On March 9, Authors Guild President Scott Turow posted an open letter on the Authors Guild site, calling the announcement that the U.S. Justice Department was near to filing an antitrust lawsuit against Apple and five large publishers (often referred to as The Agency 5, as these are the publishers who immediately signed on for Apple’s agency pricing scheme) “grim news”.
Author J.A. Konrath offered a fairly scathing blog post in counterpoint on March 16, calling Turow out for supporting publishers over the interests of authors—even the very authors whose interests Turow is supposed to be protecting and furthering in his role as President of the AG.
Here’s just one thread of Konrath’s post, in which he addresses Turow’s contention that allowing Amazon to become the dominant player in the ebook market would be somehow disastrous:
Scott said: “Look, if what they’re into is maximizing profits, then if they were to have a monopoly there’d be no rationale not to use the monopoly power to increase prices to consumers. That is historically what monopolies do. There is plenty of precedent for that. It’s only rational to fear what they’re going to do with this accumulation of power.”
That’s historically what monopolies do? Okay, so show me the precedent.
Microsoft has pretty much dominated the market with Windows. Has Windows become more expensive since it first launched because MS has a monopoly on operating systems?
It launched in 1985 for $99.00. In today’s dollars that equals $212.00
The latest version of Windows is $179.00
But Amazon must have a track record for doing this, right?
When the Kindle was released in 2007, it was $399. Now that is has an overwhelming market share, how much did Amazon jack up the price?
The Kindle Fire is $199. The bare-bones Kindle is $79.
I’m old enough to remember Ma Bell having a true monopoly on telephones. You had no choice. You couldn’t even own your own phone–you had to rent from them.
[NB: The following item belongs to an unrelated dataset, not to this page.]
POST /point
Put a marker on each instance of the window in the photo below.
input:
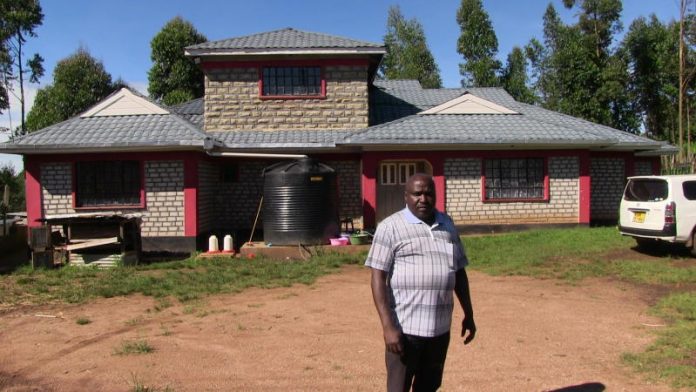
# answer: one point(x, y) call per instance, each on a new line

Am I off base, or did prices seem to get higher once the Department of Justice broke them up?
Monsanto owns 98% of the US soybean market, and 79% of the corn market. Last I checked, both corn and soy were still pretty cheap.
Where is all this precedent? Can’t Turow offer a single example? Just one to show the bad things that happen when a single company controls an industry?
Certainly OPEC is an example, but that’s a cartel, not a single company. They all agree on the price of oil, and we’ve seen how crazy oil prices have become. We’re hitting $4.00 for a gallon of gas in Chicago right now. All because they collude to fix prices.
I mean, four bucks for gas is outrageous. It’s almost as bad as paying $14.99 for an ebook.
Hmm. That’s sort of ironic, isn’t it? Because the Big 6 also fit the definition of a cartel
, and they’re being investigated for collusion.
Seems like cartels want to keep prices high, when Amazon wants to lower them. That’s the reason the Big 6 colluded, remember? Amazon was selling ebooks for less than the cartel wanted them to be sold for. So the Big 6 forced Amazon to take the agency deal, resulting in LESS MONEY FOR AUTHORS.
I put that in caps because Turow and the Authors Guild support the agency model, when authors make less money from the agency model. And the rationale behind it is so funny it hurts:
The Big 6 wanted to control ebook pricing so they could keep the prices high, because they were afraid of Amazon becoming a monopoly which might raise the price of ebooks.